The Dawes-Redman CTG analysis is a software that interprets the CTG
trace numerically based on the Dawes-Redman criteria. If all the
criteria are met, the software will perform the first analysis after 10
minutes of CTG tracing. If all the criteria are not met, the recording
and analysis continue to evaluate every 2 minutes until all criteria are
met, or until a maximum of 60 minutes. “Dawes-Redman criteria not met”
will be used to describe the CTG tracing only after 60 minutes of
monitoring. The participants were instructed to use an event marker
button to record foetal movements. If there were unsatisfactory CTG
findings based on conventional visual assessment during the tracing,
on-call obstetricians were notified, and the participant was managed in
accordance with our internally published and agreed-upon departmental
protocol. Participants with CTG tracing duration of less than 60 minutes
were not included in the statistical analysis.
During labour, the attending midwives and obstetricians were blinded to
the ultrasonographic Doppler and cCTG findings, except when
absent/reversed end diastolic flow in the UA was detected. The research
team as well as midwives and obstetricians were also blinded to the cCTG
findings to reduce bias.
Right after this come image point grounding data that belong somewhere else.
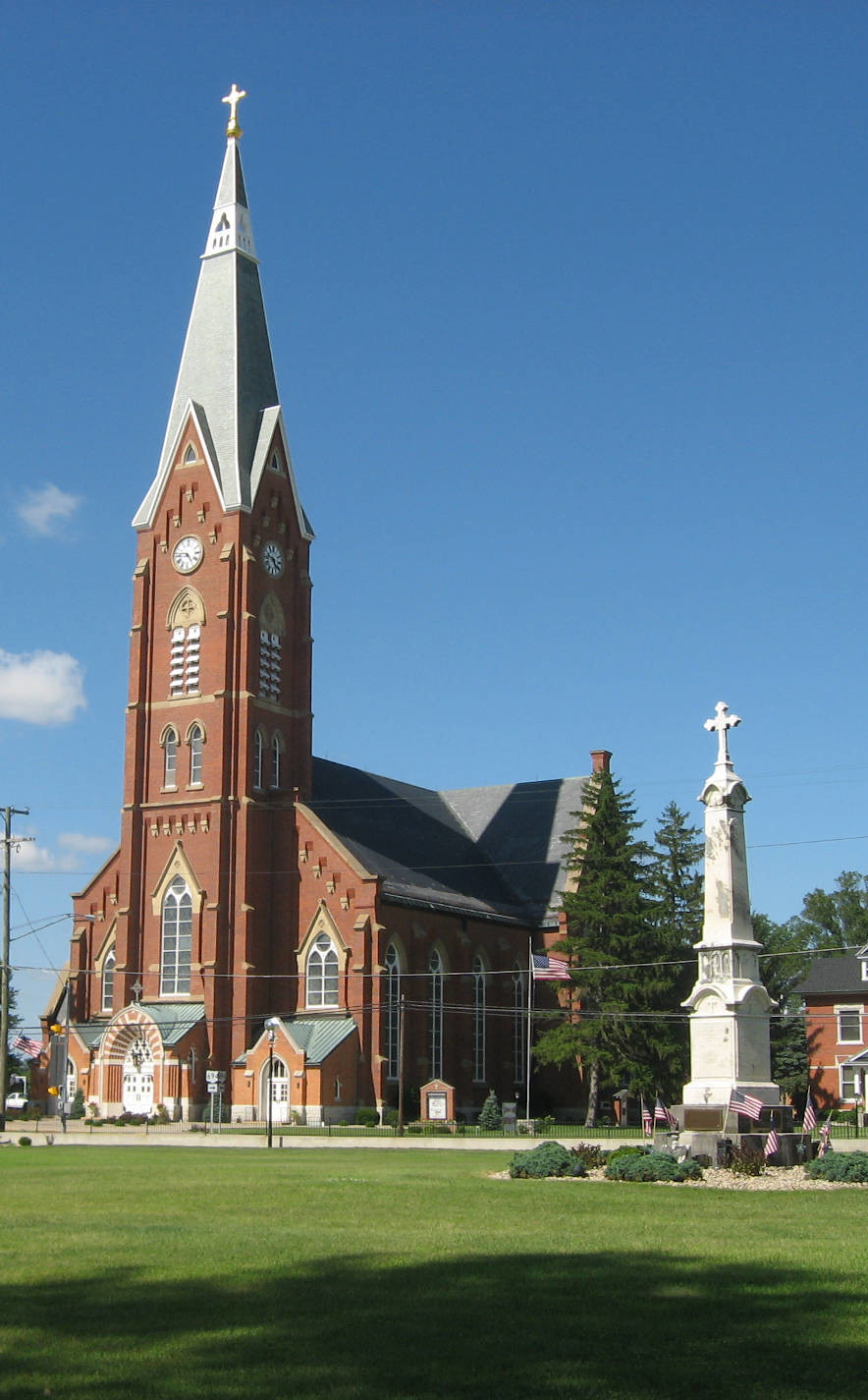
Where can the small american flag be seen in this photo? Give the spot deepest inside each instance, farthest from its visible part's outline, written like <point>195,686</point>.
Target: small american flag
<point>549,969</point>
<point>740,1102</point>
<point>664,1115</point>
<point>809,1116</point>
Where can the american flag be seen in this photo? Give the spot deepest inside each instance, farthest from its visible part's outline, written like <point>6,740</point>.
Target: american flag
<point>549,969</point>
<point>664,1115</point>
<point>809,1116</point>
<point>740,1102</point>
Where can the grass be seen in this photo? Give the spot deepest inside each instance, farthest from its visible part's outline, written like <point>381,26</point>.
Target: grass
<point>361,1274</point>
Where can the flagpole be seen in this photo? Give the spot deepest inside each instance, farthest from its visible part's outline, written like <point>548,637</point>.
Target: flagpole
<point>529,1027</point>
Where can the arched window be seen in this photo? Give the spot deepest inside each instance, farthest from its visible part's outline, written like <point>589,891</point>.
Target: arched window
<point>436,978</point>
<point>108,981</point>
<point>196,740</point>
<point>392,1011</point>
<point>519,1027</point>
<point>258,757</point>
<point>276,760</point>
<point>177,939</point>
<point>322,974</point>
<point>479,1018</point>
<point>170,757</point>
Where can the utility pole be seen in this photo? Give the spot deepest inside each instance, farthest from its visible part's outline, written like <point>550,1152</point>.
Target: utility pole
<point>9,840</point>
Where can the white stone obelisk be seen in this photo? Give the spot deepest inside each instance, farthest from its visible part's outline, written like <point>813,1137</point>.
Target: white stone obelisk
<point>729,1004</point>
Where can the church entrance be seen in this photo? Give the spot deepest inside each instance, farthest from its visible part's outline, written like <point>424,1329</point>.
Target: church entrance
<point>280,1092</point>
<point>138,1078</point>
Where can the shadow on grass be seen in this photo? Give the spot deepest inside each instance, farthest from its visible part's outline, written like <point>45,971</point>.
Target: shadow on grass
<point>538,1326</point>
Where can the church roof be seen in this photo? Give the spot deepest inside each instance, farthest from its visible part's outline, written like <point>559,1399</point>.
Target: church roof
<point>490,852</point>
<point>227,375</point>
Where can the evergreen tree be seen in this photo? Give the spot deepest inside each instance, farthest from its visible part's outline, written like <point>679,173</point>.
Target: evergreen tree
<point>675,879</point>
<point>490,1116</point>
<point>612,1025</point>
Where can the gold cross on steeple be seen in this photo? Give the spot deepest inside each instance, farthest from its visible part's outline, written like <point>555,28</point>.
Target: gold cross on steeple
<point>233,98</point>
Induction of labour and intrapartum care were
both carried out in accordance with hospital departmental protocol and
practice. An experienced obstetrician determined the Bishop score. If
the cervix was favourable (Bishop score ≥6), labour was induced with
amniotomy followed by oxytocin. If the cervix was unfavourable (Bishop
score <6), 10 mg Dinoprostone slow-release vaginal pessary
(Propess, Ferring Pharmaceuticals, Saint-Prex, Switzerland) was used to
induce labour. Women with an unfavourable cervix were reassessed 24
hours later; if the cervix remained unfavourable, another Propess was
administered, and if the cervix was favourable, an amniotomy was
performed. If the woman remained in the latent phase after 12 hours of
oxytocin infusion, or if the cervix failed to dilate at a rate ≥1
cm/hour for ≥2 hours when the cervix was >4 cm dilated, a
Caesarean delivery was indicated due to lack of labour progress. The
attending obstetricians will interpret the CTG during active labour, and
further management, including instrumental or Caesarean delivery, would
be carried out in accordance with the department protocol based on their
clinical assessment and evaluation. The presence of recurrent variable
or late decelerations and/or reduced variability was used to identify
pathological CTG 3, 35.
Data on maternal and pregnancy characteristics, including age, weight,
height, racial origin, smoking, parity and gestational age, indications
for induction, pregnancy, and labour outcomes, such as mode of delivery,
birth weight, umbilical cord arterial pH and base excess, Apgar scores
at 1 and 5 minutes, and NICU/SCBU admission, were obtained from
computerised medical records and entered the secure research database.